AOC denounces Manafort solitary confinement

This is all the reason why elections should mean “wait your turn till the next”. Manafort’s treatment may someday apply to his prosecutors. But people in power never realize this. “Happy Days” will never end. The money will never run out. The music will keep playing. Until it stops.

Rep. Alexandria Ocasio-Cortez sided with imprisoned former Trump campaign chief Paul Manafort saying he should be released from solitary confinement — though he is not currently in solitary confinement.
“Paul Manafort is being sent to solitary confinement in my district – Rikers Island. A prison sentence is not a license for gov torture and human rights violations. That‘s what solitary confinement is. Manafort should be released, along with all people being held in solitary,” the New York Democrat said. 

Washington Examiner

AOC may have the wit to realize that the “revolution eats its own”. Madame Defarge is eventually called to mount the guillotine because by then it takes on a life of its own and must be fed … fed … fed.

The Last Black Man in San Francisco

“The Last Black Man in San Francisco,” the debut film for both Fails and Talbot, is a lament for the exodus of black people from the city and the affordability crisis that is pushing out all but the rich.

NYT

People think they can manage complex systems only to discover it leads to unintended consequences. I am still waiting for a prominent historian to write a volume titled “Ooops”.

But environmentalists are constantly flying to conferences

The glaciers are melting, the coral reefs are dying, Miami Beach is slowly going under.
Quick, says a voice in your head, go see them before they disappear! You are evil, says another voice. For you are hastening their destruction.
To a lot of people who like to travel, these are morally bewildering times. Something that seemed like pure escape and adventure has become double-edged, harmful, the epitome of selfish consumption. Going someplace far away, we now know, is the biggest single action a private citizen can take to worsen climate change. One seat on a flight from New York to Los Angeles effectively adds months worth of human-generated carbon emissions to the atmosphere.

NYT

Elizabeth Warren’s Corporatism

Corporatism” is one of the most misunderstood words in the political vocabulary. American progressives use it to indicate the domination of the state by business interests, when in fact it means something closer to the opposite: the subordination of commerce and industry to political mandates.

National Review

“Corporatism” and all other systems of centralized control are ultimately dependent on the virtue of the person at the top.  It assumes a “good king”.  Therein lies its defect.  A centralized system is not sufficiently “trustless” to survive a “bad king” who statistically must come along.

The doctrine of deep ecology declares that we must keep our hands off nature

I found this out firsthand years ago, when I had a conversation with the late Arne Naess, the Norwegian father of what is known as “deep ecology” and guru of the European Green movement. How seriously did Naess regard the divinity of Mother Nature? He told me that the eradication of smallpox was a technological crime against nature. The smallpox virus, he said—which had maimed, tortured, and killed millions of human beings—somehow “deserved” human protection.

City Journal

The upheaval in the West

There is a crisis of senescence in liberal politics. The reason Biden, Harris and Sanders are competitive is their ideas are all roughly the same age.

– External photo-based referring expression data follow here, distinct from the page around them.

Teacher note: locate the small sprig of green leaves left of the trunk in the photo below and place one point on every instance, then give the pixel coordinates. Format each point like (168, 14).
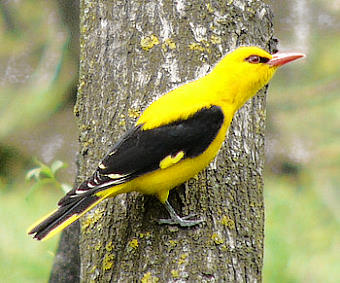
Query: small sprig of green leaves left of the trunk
(46, 175)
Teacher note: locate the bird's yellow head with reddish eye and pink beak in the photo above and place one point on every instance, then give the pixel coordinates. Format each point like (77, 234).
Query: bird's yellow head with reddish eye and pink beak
(248, 69)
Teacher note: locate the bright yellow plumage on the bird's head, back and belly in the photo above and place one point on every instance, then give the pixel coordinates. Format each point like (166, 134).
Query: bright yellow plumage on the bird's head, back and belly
(223, 87)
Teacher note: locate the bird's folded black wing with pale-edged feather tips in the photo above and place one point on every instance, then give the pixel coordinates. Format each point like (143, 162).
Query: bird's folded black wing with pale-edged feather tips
(141, 151)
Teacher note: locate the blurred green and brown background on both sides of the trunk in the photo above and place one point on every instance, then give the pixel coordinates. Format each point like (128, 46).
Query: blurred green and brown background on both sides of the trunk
(38, 78)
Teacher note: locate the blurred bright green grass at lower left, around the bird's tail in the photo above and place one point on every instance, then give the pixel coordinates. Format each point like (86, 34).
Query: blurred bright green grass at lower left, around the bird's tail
(21, 258)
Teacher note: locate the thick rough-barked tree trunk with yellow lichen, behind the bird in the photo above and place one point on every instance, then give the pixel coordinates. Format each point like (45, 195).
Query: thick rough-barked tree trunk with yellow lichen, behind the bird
(131, 52)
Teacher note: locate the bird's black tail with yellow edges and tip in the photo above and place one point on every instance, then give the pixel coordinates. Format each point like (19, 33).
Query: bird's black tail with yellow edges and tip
(69, 210)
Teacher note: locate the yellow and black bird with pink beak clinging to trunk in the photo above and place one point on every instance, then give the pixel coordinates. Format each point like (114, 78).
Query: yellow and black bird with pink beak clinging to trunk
(174, 139)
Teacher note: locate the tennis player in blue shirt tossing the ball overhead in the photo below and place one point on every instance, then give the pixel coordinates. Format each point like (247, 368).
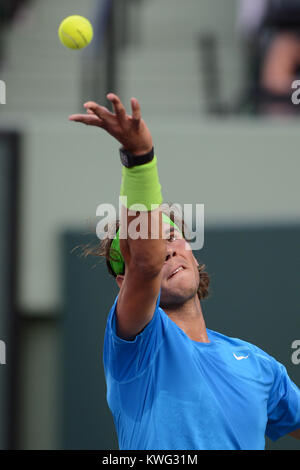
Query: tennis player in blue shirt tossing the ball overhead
(172, 383)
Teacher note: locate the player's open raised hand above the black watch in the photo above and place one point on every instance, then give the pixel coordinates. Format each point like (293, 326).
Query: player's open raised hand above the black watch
(130, 131)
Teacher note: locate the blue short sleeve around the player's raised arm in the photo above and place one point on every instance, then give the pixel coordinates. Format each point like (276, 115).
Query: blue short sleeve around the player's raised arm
(124, 360)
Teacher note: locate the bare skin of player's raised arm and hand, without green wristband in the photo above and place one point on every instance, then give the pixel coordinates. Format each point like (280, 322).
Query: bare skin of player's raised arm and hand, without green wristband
(144, 258)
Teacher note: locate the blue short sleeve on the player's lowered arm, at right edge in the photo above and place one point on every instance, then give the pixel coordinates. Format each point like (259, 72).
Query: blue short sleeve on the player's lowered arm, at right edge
(283, 405)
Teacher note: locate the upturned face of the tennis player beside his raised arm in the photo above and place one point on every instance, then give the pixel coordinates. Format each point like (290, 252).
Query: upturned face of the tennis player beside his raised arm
(180, 275)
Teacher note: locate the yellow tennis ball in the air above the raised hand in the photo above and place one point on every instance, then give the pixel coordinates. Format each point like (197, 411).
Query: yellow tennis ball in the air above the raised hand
(75, 32)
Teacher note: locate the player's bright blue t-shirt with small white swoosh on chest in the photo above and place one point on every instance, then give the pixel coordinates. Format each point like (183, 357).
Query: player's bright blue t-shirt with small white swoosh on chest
(168, 392)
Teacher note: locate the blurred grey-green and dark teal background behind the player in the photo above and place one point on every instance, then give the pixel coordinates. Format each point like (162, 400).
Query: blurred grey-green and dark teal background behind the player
(214, 81)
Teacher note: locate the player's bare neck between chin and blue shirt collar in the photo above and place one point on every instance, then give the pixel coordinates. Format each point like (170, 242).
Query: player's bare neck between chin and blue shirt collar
(189, 317)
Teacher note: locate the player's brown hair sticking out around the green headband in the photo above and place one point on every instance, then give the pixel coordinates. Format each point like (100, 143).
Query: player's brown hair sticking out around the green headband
(103, 249)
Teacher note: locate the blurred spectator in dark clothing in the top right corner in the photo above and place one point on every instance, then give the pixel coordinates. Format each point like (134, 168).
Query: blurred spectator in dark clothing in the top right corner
(271, 29)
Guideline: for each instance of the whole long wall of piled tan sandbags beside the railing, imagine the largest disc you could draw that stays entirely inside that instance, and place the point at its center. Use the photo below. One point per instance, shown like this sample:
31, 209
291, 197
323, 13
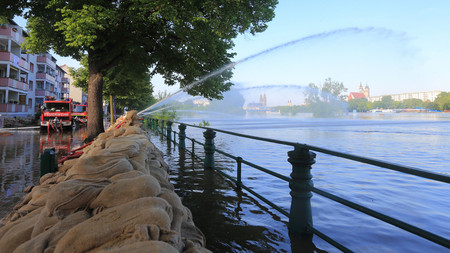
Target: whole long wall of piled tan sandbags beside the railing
116, 197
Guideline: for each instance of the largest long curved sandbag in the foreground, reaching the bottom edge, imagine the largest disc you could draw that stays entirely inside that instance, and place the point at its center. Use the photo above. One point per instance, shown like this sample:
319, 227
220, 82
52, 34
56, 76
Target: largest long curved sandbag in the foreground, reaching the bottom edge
111, 223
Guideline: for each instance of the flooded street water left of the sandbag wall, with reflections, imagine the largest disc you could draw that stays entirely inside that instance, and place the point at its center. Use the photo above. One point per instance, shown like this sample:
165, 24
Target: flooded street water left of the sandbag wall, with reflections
19, 160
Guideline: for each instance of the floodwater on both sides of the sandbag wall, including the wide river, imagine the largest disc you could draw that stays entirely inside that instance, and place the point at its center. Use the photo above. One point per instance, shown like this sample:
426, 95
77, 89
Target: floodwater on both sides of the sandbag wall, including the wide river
235, 221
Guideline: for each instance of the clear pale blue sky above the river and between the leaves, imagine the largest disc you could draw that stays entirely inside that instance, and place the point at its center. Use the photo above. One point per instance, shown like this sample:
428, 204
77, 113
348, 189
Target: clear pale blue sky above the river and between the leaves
392, 46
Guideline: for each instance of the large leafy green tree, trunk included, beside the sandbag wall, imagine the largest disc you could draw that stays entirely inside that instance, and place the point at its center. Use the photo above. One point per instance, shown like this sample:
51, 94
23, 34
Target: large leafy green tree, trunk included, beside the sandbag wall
181, 40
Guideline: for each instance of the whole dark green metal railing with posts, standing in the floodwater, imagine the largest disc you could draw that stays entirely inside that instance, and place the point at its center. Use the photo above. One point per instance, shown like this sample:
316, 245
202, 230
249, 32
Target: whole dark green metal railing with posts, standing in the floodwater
300, 183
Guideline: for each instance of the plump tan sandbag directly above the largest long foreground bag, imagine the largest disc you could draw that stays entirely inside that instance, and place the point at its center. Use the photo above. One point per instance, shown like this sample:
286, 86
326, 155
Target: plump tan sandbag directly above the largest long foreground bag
129, 188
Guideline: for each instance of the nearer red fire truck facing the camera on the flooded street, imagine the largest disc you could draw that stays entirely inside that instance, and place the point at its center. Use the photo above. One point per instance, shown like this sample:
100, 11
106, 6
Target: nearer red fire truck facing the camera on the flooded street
56, 114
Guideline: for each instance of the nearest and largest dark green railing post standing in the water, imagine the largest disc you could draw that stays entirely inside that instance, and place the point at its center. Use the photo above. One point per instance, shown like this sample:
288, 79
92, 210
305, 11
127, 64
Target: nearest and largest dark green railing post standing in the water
300, 217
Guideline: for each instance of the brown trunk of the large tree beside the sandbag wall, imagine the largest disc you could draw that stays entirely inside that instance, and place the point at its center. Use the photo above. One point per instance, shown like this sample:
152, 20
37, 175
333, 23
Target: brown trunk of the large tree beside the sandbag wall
95, 101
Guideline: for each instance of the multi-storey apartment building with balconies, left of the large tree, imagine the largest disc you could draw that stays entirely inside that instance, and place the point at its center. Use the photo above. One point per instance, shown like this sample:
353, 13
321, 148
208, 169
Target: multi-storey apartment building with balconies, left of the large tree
26, 79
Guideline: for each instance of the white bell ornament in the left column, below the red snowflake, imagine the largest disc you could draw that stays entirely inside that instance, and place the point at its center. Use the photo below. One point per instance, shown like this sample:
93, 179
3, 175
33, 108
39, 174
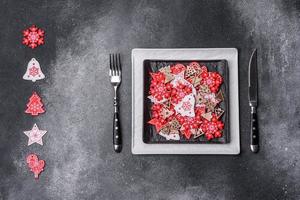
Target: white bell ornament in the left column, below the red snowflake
34, 71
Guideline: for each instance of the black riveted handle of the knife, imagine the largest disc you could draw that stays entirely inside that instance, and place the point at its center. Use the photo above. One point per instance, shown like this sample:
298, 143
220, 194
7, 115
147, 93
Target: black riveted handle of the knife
254, 131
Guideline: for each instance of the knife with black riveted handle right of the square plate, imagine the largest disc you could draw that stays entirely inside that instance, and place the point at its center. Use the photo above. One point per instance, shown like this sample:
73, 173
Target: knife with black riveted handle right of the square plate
253, 102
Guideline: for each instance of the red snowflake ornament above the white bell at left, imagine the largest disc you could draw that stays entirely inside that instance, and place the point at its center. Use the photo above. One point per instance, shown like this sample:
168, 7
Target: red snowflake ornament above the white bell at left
33, 37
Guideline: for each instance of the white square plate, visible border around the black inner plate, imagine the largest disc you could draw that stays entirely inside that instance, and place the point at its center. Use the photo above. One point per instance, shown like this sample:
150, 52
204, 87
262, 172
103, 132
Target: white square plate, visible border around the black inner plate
139, 145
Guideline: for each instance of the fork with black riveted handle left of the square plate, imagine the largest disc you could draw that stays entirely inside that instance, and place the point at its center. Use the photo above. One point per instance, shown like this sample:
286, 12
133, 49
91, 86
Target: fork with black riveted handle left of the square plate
115, 73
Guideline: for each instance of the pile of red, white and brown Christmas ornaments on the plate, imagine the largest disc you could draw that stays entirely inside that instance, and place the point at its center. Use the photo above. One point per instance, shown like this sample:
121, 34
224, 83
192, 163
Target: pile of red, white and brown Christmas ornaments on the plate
185, 102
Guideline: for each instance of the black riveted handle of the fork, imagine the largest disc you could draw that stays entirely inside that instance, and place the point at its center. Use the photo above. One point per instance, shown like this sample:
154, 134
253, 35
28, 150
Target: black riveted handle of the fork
117, 136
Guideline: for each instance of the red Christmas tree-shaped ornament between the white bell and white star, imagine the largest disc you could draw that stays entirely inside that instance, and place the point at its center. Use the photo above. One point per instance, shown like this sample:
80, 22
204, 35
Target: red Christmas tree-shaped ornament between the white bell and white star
35, 105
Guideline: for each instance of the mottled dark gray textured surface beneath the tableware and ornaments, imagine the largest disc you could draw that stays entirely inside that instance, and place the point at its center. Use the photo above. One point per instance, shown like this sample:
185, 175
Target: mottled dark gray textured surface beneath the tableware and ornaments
78, 150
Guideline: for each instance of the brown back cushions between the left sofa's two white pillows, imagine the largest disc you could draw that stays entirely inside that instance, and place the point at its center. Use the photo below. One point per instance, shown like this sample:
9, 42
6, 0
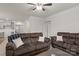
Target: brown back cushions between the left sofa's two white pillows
30, 37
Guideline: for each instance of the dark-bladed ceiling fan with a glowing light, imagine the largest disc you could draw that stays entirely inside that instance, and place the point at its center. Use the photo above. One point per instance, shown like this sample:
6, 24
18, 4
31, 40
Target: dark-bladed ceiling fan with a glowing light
40, 6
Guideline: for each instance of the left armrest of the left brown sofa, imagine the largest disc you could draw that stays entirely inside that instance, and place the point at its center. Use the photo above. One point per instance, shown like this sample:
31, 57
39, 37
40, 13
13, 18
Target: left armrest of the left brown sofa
10, 47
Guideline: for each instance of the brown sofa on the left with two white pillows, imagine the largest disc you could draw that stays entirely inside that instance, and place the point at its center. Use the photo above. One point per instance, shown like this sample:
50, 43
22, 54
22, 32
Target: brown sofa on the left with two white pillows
31, 44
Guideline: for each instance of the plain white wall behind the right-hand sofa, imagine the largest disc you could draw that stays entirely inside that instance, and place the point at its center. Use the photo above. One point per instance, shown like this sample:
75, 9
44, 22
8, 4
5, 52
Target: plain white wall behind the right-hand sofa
66, 21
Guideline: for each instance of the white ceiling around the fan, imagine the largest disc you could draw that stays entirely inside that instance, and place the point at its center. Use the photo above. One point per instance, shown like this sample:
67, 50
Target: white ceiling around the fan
21, 11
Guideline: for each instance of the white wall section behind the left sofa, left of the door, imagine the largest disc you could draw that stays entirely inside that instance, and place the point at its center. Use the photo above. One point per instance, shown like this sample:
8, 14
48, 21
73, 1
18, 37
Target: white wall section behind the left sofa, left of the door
34, 24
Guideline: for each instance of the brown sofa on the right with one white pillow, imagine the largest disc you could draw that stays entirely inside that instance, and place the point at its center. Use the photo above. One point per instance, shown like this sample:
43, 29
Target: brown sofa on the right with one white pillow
69, 44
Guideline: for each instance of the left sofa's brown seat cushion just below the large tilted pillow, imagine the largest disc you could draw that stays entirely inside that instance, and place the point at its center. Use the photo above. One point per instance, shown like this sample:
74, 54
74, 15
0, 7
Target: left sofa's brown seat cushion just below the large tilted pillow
24, 49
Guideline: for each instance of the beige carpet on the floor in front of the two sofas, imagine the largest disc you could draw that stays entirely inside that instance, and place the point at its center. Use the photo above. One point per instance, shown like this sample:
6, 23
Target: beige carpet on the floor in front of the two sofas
54, 52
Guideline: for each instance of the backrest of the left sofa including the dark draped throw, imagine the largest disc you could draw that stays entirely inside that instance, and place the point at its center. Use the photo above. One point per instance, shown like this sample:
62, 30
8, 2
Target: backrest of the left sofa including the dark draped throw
27, 38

The strategy of recruiting fresh new faces like Beto, AOC cannot obscure the basic problem of intellectual decrepitude. The challenge facing the West is that a generational agenda has become the ex-future.

The current tide of political upheaval is basically rejectionist. It is a backlash against the 20th century nihilist project. It’s necessary but insufficient. The harder part, which comes next, is building a successor to the ruins of 20th century ideology.

The question every revolution answers is “what is man”? Once the answer was that he was free under the sky of truth, entitled to a personal relationship with eternity. Then he became a blob of tissue, a ward of history as represented by the state. What will he be now?

Whatever the answer turns out to be it will be stamped by the age of information, the first era in which humanity has had to explicitly account for reality of ethereal things.